2/10/49 Sunday Herald, Sydney, NSW

China well remembers the US-led export ban and Taiwan nationalist Guanbi policy port embargo in its early history. CIA-assisted ROC naval blockade of Chinese mainland ports triggered economic and social collapse, famine, loss of millions of lives. China is determined to minimise risks and maximise resilience now.

Taiwan is once again central to US war plans. 200 US troops are stationed on the island from March as 'trainers' of the nationalist forces. Weapons sales are up too. Taiwan is being groomed as the next Ukraine by Pentagon planners. Taiwan must prepare not just to defend itself from China, but also from US attacks to destroy its chip industry to deny it to China. Whether unified by peaceful, voluntary reconciliation or invasion, US sees the Taiwanese chip fabs as targets to be destroyed in either event.

US has been intensifying its sanctions on China which have grown massively since the Trump sanctions of 2018. The scale and complexity of economic sanctions are now driving China and the world to seek ways to avoid any US or allied content in design of future products, dividing the world into blocs. Many states and corporations are shifting trade settlements to yuan or other currencies to avoid the risks of dollar trade disruption.
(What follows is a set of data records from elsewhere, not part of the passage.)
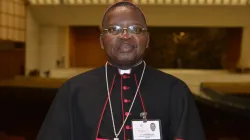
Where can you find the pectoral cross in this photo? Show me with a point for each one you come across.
(144, 116)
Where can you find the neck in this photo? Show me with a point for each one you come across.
(125, 67)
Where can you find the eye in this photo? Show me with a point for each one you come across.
(136, 29)
(114, 30)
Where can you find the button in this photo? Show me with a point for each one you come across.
(128, 127)
(125, 76)
(125, 88)
(127, 101)
(127, 113)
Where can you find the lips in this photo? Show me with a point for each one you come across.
(125, 48)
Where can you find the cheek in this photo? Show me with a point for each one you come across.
(142, 42)
(108, 43)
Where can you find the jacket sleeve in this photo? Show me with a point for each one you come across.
(56, 125)
(185, 123)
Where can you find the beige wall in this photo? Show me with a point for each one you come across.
(32, 43)
(54, 21)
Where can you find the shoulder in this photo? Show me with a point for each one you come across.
(86, 78)
(163, 77)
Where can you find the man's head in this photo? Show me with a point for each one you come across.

Russia has hardened for war since the start of its Special Military Operation in Ukraine. Its military is larger, better equipped with each passing month. China's military response to the rising threat of war is also impressive. Both Russia and China are nuclear powers, and now both have hypersonic missiles, a technology US and UK do not possess yet. Recent exercises by PLA sank all US naval vessels within range in the first hour of war. Strikes on US homeland targets are also in prospect. While the US could pursue elective wars in Europe, West Asia and North Africa with little objection or impact at home, a war against Russia and China would invite direct attack on US targets, particularly military bases and command posts US has used to operate its recent offensive strikes remotely. 800 bases around the world would also be in scope and at risk.

Most nations in Asia are not yet preparing for war; they remain reliant on stable trade flows, vulnerable to food and energy shocks. Weakened by pandemic and supply chain shocks already, many are in no position to stockpile or diversify supplies as China has done. As AUKUS preparations for war in the South China Sea intensify, these poorer, less prepared nations will have no choice but to increase defence spending and stockpile, despite the likely surge in prices implied by such policies. The alternative is starvation for hundreds of millions should war eventuate.

Ironically, US allies South Korea, Japan and Taiwan are most at risk. They import 90% of energy and 50% of food by sea. This time the blockade may be against their ports if maritime traffic in the South China Sea transit lanes is disrupted.

While the world has stabilised and adjusted to the Ukraine war relatively rapidly, a war in the South China Sea might prove much more disruptive, lastingly harmful. Huge trade flows of both exports and imports would be constrained. Supply chains globally are much more dependent on Yuxi Circle of industrial states than on relatively undeveloped Ukraine. Global economic activity would collapse and inflation would surge.

War in Asia is a global inflation threat too few see looming ever larger on the horizon. In 2022, energy and food drove a sharp upward inflation spike. Add the loss to industry and commerce from supply chain disruptions in the South China Sea and we have a global economic catastrophe for the developed West, the global East, and South as well. There will be no winners.

4.32 billion people are starting to prepare to defend themselves and feed their people in a war not of their choosing. This is not just a threat to half of humanity, it is a threat to all of us.

A new Chinese ambassador arrived in Washington yesterday, speaking on arrival of his mission to achieve win-win outcomes: "We should reject a Cold War mentality and zero sum games." Let's wish him every success. The clock is ticking.



*The Yuxi Circle is an adaptation of the Valeriepieris Circle, with a much better geocentric name and population distribution graphic.